Other cities tout benefits

Although Colbert’s car is the only one in Oregon equipped with the system at this time, the technology is not new. Known as automatic license plate recognition, it is manufactured and sold by several companies. The system being tested by the police is manufactured by PIPS Technology, a division of the Federal Signal Corp., which is based in Tennessee.

Although numerous European law enforcement agencies have used the camera systems since the mid-1980s, Amercian police departments only began buying them approximately five years ago.

“Demand in this country is now doubling every year,” said company spokesman Brian Shockley.

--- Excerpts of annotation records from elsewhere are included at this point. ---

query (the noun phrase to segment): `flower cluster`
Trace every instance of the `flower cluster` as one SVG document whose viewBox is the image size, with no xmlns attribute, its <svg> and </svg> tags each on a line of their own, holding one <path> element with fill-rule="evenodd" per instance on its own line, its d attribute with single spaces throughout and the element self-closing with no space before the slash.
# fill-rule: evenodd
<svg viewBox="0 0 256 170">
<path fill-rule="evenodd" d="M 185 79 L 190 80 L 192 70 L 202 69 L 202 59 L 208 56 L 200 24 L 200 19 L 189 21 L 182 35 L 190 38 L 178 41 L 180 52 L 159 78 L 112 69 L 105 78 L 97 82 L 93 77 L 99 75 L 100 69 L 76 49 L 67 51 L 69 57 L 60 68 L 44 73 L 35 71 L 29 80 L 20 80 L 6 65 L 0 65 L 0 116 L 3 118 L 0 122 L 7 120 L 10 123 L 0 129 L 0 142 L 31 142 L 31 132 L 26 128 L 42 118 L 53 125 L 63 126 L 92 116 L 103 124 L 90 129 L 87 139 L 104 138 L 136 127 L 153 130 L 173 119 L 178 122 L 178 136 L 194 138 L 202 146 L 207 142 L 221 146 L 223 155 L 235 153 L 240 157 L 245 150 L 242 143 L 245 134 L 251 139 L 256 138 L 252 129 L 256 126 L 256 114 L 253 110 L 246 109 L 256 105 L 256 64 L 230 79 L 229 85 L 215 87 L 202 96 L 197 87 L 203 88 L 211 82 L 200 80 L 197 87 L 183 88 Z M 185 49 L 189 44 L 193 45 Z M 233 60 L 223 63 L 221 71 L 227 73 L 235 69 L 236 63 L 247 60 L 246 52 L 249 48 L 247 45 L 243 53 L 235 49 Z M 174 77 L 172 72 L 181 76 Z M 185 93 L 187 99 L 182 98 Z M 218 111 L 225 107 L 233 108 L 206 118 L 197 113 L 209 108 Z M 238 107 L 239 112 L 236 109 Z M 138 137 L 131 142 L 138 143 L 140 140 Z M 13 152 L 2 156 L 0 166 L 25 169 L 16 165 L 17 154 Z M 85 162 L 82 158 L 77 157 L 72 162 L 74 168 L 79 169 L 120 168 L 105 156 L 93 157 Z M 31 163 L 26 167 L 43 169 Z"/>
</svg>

Today, he said, about 300 domestic police departments have equipped patrol cars with the company’s system. The Long Beach (Calif.) Police Department claims that since 2005, its nine mobile camera systems have assisted in nearly 200 arrests and the recovery of more than 1,000 stolen vehicles. The Cincinnati Police Department credits the cameras with finding more than 8,000 “vehicles of interest” and assisting with about 300 arrests so far this year, including that of a homicide suspect and a suspected bank robber.

The system even can generate a profit for police by spotting vehicles with overdue parking tickets. Over the past year, Long Beach police identified and towed more than 700 vehicles with nearly $350,000 in outstanding citations.

According to Colbert, the Portland police still are fine-tuning and evaluating the camera and computer system, which can photograph and store hundreds of plate numbers during a single patrol shift.

One idea being discussed is equipping one car in each of the bureau’s five precincts with the system, potentially allowing thousands of license plates to be checked and recorded throughout the city every day.

Averaging about $25,000 per system, the equipment isn’t cheap. But even $125,000 is just a small fraction of the value of all cars stolen in Portland every year.

“There were 5,068 cars stolen in town last year at a value of $23.8 million,” Colbert said. “If we can quickly recover even a fraction of them, that will save car owners and insurance companies a lot of money.”

GPS data also linked

All such license plate camera systems work the same way. They use infrared rays to illuminate the reflectorized fronts of license plates, allowing the contrasting numbers and letters to be identified and photographed. The technology even works at night and in the rain.

Despite its sophistication, the camera is hardly noticeable on the test car. It is essentially a black cylinder, roughly six inches in diameter and four inches in length. Three cameras are mounted on the roof — two facing forward and one looking sideways on the passenger side. This setup allows them to scan the license plates of all vehicles in front of the left and right sides of the car every few seconds, along with cars in parking lots next to it.

A soft ping sounds when each picture is taken. A list of nearly 15,000 stolen plates maintained by the Oregon Department of Motor Vehicles has been loaded into the computer. An alarm sounds if one of them is identified.

The cameras also are connected to a PIPS-furnished computer in the trunk of the car. It is loaded with the company’s software that records the time and Global Positioning System location of each photo.

Although Colbert believes this tracking function, potentially, is the system’s biggest benefit, it is what worries Carson the most.

“Who knows how this information will be used in the future?” Carson said. “What policies are going to be in place to protect people from being abused? Once your privacy’s been invaded, there’s little you can do about it.”